Now, we can return to Figure 1 and make some conclusions.

(1) aptX codec used in BT applications is no better than SBC@328. Despite slightly lower algorithmic delay of aptX both SBC and aptX codecs provide the same 100-150ms latency in real-life BT applications. If you hear the difference between SBC and aptX in some BT product, there can be only two explanations - placebo effect or using SBC in Middle or Low Quality modes. It's pretty clear now that aptX was necessary to CSR as a key element of its marketing strategy aimed at effective selling of new CSR BT chips/solutions to manufacturers (with license fees) which in turn effectively sell their "innovative" BT products to consumers. AptX is just a copperless overpriced audio cable. Audio industry at its best.

(2) aptX HD is high-bitrate version of aptX. It has clearly noticeable increase in sound quality (not dramatic though taking into account the increase in bitrate)

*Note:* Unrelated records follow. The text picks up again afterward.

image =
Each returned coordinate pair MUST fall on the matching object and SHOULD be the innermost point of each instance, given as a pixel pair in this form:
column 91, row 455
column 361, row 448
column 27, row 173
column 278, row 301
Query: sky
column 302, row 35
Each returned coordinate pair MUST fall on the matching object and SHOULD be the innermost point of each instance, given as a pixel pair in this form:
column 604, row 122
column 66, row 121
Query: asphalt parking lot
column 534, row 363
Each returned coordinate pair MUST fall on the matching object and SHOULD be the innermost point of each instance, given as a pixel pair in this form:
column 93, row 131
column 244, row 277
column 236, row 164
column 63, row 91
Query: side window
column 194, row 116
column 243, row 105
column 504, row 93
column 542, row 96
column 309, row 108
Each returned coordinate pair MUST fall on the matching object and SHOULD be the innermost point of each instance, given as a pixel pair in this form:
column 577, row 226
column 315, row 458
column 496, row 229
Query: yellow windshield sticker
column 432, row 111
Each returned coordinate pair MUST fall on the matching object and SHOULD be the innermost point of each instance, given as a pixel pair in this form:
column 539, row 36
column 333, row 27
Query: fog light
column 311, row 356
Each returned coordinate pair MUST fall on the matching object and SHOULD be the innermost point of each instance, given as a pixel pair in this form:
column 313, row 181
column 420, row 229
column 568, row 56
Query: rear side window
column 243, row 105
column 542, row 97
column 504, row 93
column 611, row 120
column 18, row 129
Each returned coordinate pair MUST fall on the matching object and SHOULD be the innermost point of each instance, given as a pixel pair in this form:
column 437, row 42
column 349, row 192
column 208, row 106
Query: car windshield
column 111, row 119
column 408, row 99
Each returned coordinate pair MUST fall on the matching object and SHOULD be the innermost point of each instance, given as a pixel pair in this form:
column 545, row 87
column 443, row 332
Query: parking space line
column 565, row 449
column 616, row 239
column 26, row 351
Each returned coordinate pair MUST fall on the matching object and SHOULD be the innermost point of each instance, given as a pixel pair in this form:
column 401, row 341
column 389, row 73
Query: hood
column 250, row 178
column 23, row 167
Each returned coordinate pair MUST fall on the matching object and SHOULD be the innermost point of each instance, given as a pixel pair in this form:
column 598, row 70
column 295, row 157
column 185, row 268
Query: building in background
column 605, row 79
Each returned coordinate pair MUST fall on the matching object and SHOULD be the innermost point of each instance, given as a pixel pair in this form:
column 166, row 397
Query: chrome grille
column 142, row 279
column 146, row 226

(3) Carefully designed headphones (or speakers) with SBC on board and indicator of quality mode will satisfy 99% of listeners and will be compatible with all BT audio sources on the market.

Update 2019.06

New article “Audio quality of SBC XQ Bluetooth audio codec” is available - http://soundexpert.org/articles/-/blogs/audio-quality-of-sbc-xq-bluetooth-audio-codec

Appendix

Below are Df measurements of the codecs with standard technical signals. For research purposes only.

Diffrograms of the codecs with tech. signals

Figure 3. Diffrograms with corresponding Df median values in dB for the codecs. Order of the codecs is the same as in Fig.1. Numbers in brackets are for quick referencing. Details of the tech. signals can be found here. More about diffrograms - here.

None of these signals can be used for assessment of sound quality, they are for better understanding of encoders' internal mechanics only.

By Serge Smirnoff

384434 Views, 2 Comments

Average (0 Votes)

Comments

Add Comment

Adrian

Doesn't this artifacts signature problem make it useless to display all the DAPs' df-metrics on a single scale and claim - as you do above that graph - that the farther left a device is positioned the higher its playback accuracy? We don't know which one is to the left of which if their artifacts profiles are very different. Maybe an entirely different kind of representation is needed to take this into account while still giving useful information. Off the top of my head... maybe a 2D matrix with all devices present on both axes and delta-df values shown only at the intersections between columns and rows of device pairs that have similar enough artifacts signatures to be actually df-comparable?

Posted on 7/21/22 8:56 PM.

Serge Smirnoff

It looks like your comment relates to the DAPs page (the Vault), which has no commenting feature )). Indeed, comparison of Df values is valid only for devices with similar artifact signatures. There are number of ways we can show the similarity - distance matrix (your variant), dendrogram, 3D similarity space which I use today for the purpose. The latter shows both, the closeness of the signatures and the accuracy of signal reproduction (by color).

At the same time positioning of all devices on a single scale has some reasoning. The measurable playback accuracy is higher with lower Df levels. Lower Df level always sounds better to human hearing (if no psychoacoustic tricks are applied), but how much better depends on the artifact signature. The more so, the lower Df level, the less important the particular artifact signature. At some low level of Df [<70 dB] the capability of human hearing to tell apart different artifact signatures is significantly reduced. At Df<90 dB (transparency point) the sound signature is not defined due to limitations of human hearing.

Posted on 7/22/22 1:38 AM in reply to Adrian.